# VIX Investing-How? IPath VIX? Or...



## SweetDoug •∆• (Apr 1, 2012)

I'm interested in the VIX.

I'm a basic investor.

I don't dabble in options.

I watch the VIX.

Right now, apparently, there is no "fear" in the market. The VIX is labeled as the "fear" index. Yet it actually tracks the "volitility." Correlation and conclusion?

Anyway, since it's at 15, and at a 25 year low, and considering the problems in the world, I'm pretty sure that it's going to go up.

I am looking at this: iPath S&P 500 VIX Short-Term Futures ETN (VXX) as a way to buy in to it.

Can anyone tell me about this?

Is this just like buying an ETF, such that I can sell at any time, in the future, at the "price" it's quoted at?

I just can't believe what a no-brainer this appears to be, and that the VIX or the VXX won't be at least 20-30 or 40 or 60, if the Iranians do something stupid, not too mention a dozen other things that quite possibly could happen in the next 2 years. Not to mention the other unknown unknowns. 

This is the problem: It just looks too good to be true. I hate being the first sheep down to the watering hole, if ya knows what's I mean...

All insights, and musings are appreciated.

SweetDoug


•∆•
V-V


----------



## ddkay (Nov 20, 2010)

These volatility threads keep popping up lately, and people can't be blamed for asking. This market has been completely void of a convincing pullback. The NASDAQ is up 20% 3 months into the year. How much better can it get for the bulls? Here's this question being asked a week ago http://canadianmoneyforum.com/showthread.php/10964-holding-the-VIX-noob-question/page2

The short answer is when the market is rising uncontrollably like it is now, it's a terrible time to touch volatility or "bear" products. Also after the recent TVIX drama people may lose confidence in using VIX ETFs.

Whenever the next "downturn" happens and I hope I'm around, I would feel more comfortable riding out TZA (Inverse Russell) SDS (Inverse S&P500) ERY (Inverse S&P energy), at least these are backed by real securities instead of a statistic.


----------



## dogcom (May 23, 2009)

VXX is a very fast way to make fast money if you time it right and that is the problem of course. I tried it and backed out as I started to bleed and if I hadn't got out I would have bled an awful lot. If you think the market will drop just buy XSB for a much smaller gain but you will go in the right direction and if you are wrong the down side isn't all that much.


----------



## andrewf (Mar 1, 2010)

I'd recommend against buying VXX on the expectation that the VIX will spike sometime in the next 2 years. That is a recipe for losing perhaps 80% of your money. I know, because I am the one that is taking it, as I am essentially 'short' VXX. There is a chance you might be right, but it would take full-scale panic like 2008, not a little tussle with Iran.

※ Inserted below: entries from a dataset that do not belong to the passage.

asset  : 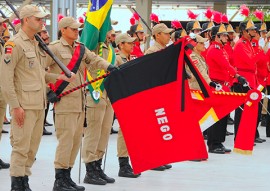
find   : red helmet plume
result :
[204,8,213,20]
[187,9,199,20]
[240,4,249,17]
[150,13,159,23]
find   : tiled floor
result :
[0,109,270,191]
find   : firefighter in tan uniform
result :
[0,5,75,191]
[145,23,174,171]
[188,34,213,90]
[46,17,115,191]
[115,33,139,178]
[145,23,174,54]
[82,31,115,185]
[0,17,9,169]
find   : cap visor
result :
[0,18,8,23]
[69,23,84,29]
[33,12,50,18]
[125,37,137,42]
[162,28,174,33]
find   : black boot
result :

You have to be a lot more tactical with VXX. If you wanted to try trading it, I recommend waiting until VIX starts to spike. A VIX of 15 is not abnormally low. It was under 15 for years in the mid 2000s. It can stay around 15 for months or years while you wait to be right, and in the mean time, VXX will be eroded by contango.


----------



## dogcom (May 23, 2009)

Good comments andrewf but I would say the VIX will spike in the next two years but good luck timing it. In fact if you had did the buy and hold you might triple your money and then lose all the gains and then some by the time you looked at it again.


----------



## andrewf (Mar 1, 2010)

Well, we had a VIX spike last August, and VXX is still down 50% Y/Y.


----------



## webber22 (Mar 6, 2011)

Horizons has a new etf starting Wednesday, *HVI *the S&P 500 VIX Short-Term Futures Inverse

http://www.newswire.ca/en/story/949963/horizons-etfs-launches-canada-s-first-inverse-volatility-etf


----------



## ddkay (Nov 20, 2010)

Perfect for TFSA's (since you can't short VIX in TFSA's)


----------



## andrewf (Mar 1, 2010)

Why bother? Use XIV. It's way more liquid.


----------